5.1. Create a RobustScraper class with all advanced features.
5.2. Implement robots.txt checking.
5.3. Add logging to track scraping activity.
5.4. Test your scraper on multiple pages.
5.5. Demonstrate error handling and retry logic.
5.6. Explain the ethical considerations of web scraping.

Submitting your Work

Once you have completed the questions, save your Jupyter notebook. You can then download the notebook and submit it to Gradescope.

Items to submit
  • firstname_lastname_project3.ipynb

It is necessary to document your work, with comments about each solution. All of your work needs to be your own work, with citations to any source that you used. Please make sure that your work is your own work, and that any outside sources (people, internet pages, generative AI, etc.) are cited properly in the project template.

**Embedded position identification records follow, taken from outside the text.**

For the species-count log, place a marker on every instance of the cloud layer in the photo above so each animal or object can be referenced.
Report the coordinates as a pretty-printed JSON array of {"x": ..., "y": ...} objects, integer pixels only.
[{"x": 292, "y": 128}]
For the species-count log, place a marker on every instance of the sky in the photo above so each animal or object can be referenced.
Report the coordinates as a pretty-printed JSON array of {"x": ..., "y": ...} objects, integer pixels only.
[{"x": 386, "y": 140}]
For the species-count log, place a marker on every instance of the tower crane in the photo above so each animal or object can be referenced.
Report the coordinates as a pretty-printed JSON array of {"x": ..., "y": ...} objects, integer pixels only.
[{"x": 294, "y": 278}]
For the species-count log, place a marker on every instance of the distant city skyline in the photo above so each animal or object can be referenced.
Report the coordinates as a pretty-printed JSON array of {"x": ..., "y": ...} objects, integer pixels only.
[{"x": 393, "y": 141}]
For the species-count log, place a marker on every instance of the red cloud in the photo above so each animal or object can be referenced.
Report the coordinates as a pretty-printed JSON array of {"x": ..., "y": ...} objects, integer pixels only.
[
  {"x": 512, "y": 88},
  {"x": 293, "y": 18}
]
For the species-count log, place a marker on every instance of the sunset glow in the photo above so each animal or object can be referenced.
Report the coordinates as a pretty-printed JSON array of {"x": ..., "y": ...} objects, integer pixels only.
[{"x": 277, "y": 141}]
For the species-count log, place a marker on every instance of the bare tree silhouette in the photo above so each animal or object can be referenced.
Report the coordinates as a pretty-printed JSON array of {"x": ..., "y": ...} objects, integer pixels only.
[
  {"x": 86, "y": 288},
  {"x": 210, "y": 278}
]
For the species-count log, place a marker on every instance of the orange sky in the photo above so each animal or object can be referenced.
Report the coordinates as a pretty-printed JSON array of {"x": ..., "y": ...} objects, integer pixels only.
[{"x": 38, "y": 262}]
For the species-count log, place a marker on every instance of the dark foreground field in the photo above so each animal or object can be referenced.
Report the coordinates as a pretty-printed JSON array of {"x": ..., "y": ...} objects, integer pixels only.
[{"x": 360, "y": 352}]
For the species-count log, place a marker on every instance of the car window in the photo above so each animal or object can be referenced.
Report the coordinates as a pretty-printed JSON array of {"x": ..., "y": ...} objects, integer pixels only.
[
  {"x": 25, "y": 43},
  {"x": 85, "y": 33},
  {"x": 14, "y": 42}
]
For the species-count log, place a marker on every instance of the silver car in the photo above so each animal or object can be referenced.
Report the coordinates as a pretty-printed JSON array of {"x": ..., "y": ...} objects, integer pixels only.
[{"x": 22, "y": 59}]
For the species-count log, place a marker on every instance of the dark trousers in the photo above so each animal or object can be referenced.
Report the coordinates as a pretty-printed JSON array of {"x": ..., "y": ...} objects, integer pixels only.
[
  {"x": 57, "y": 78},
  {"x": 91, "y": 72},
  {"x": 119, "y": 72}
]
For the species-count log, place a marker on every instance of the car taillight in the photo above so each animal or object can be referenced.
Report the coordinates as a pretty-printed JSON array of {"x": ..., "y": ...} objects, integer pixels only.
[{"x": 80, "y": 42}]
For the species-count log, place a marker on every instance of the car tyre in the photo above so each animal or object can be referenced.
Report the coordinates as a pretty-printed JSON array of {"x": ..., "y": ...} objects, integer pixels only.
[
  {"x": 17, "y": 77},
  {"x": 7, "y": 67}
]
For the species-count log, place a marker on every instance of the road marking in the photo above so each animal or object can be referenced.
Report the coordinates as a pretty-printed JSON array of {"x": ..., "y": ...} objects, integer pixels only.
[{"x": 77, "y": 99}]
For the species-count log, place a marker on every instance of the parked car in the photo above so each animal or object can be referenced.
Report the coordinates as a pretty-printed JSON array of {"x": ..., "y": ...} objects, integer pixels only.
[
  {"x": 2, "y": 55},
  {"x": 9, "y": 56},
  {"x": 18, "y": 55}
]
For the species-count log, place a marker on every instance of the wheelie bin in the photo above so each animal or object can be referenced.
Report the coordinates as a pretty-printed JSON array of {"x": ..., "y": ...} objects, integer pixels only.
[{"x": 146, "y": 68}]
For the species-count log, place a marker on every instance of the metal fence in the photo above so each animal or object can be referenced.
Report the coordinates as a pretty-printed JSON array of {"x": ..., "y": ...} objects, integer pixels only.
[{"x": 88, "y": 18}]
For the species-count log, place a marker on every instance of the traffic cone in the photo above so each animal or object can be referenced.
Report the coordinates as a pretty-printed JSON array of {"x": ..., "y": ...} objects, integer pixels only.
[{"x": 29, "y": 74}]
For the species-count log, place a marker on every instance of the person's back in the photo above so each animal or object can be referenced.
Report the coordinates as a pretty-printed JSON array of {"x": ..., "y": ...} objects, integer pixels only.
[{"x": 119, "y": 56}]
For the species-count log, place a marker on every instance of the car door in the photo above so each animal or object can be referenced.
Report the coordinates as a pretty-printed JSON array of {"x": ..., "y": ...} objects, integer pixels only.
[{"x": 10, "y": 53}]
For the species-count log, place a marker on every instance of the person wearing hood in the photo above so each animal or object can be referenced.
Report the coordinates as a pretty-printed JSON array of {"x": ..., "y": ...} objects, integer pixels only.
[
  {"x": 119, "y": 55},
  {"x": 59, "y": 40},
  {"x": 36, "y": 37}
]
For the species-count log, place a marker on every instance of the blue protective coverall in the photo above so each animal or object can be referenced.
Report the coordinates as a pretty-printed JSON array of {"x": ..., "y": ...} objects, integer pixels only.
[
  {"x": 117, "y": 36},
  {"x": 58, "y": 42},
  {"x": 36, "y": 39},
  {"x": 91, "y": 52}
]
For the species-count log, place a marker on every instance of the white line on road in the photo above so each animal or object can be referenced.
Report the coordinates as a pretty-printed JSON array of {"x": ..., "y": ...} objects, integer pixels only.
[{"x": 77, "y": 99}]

You must double check your .ipynb after submitting it in gradescope. A very common mistake is to assume that your .ipynb file has been rendered properly and contains your code, markdown, and code output even though it may not.

Please take the time to double check your work. See here for instructions on how to double check this.

You will not receive full credit if your .ipynb file does not contain all of the information you expect it to, or if it does not render properly in Gradescope. Please ask a TA if you need help with this.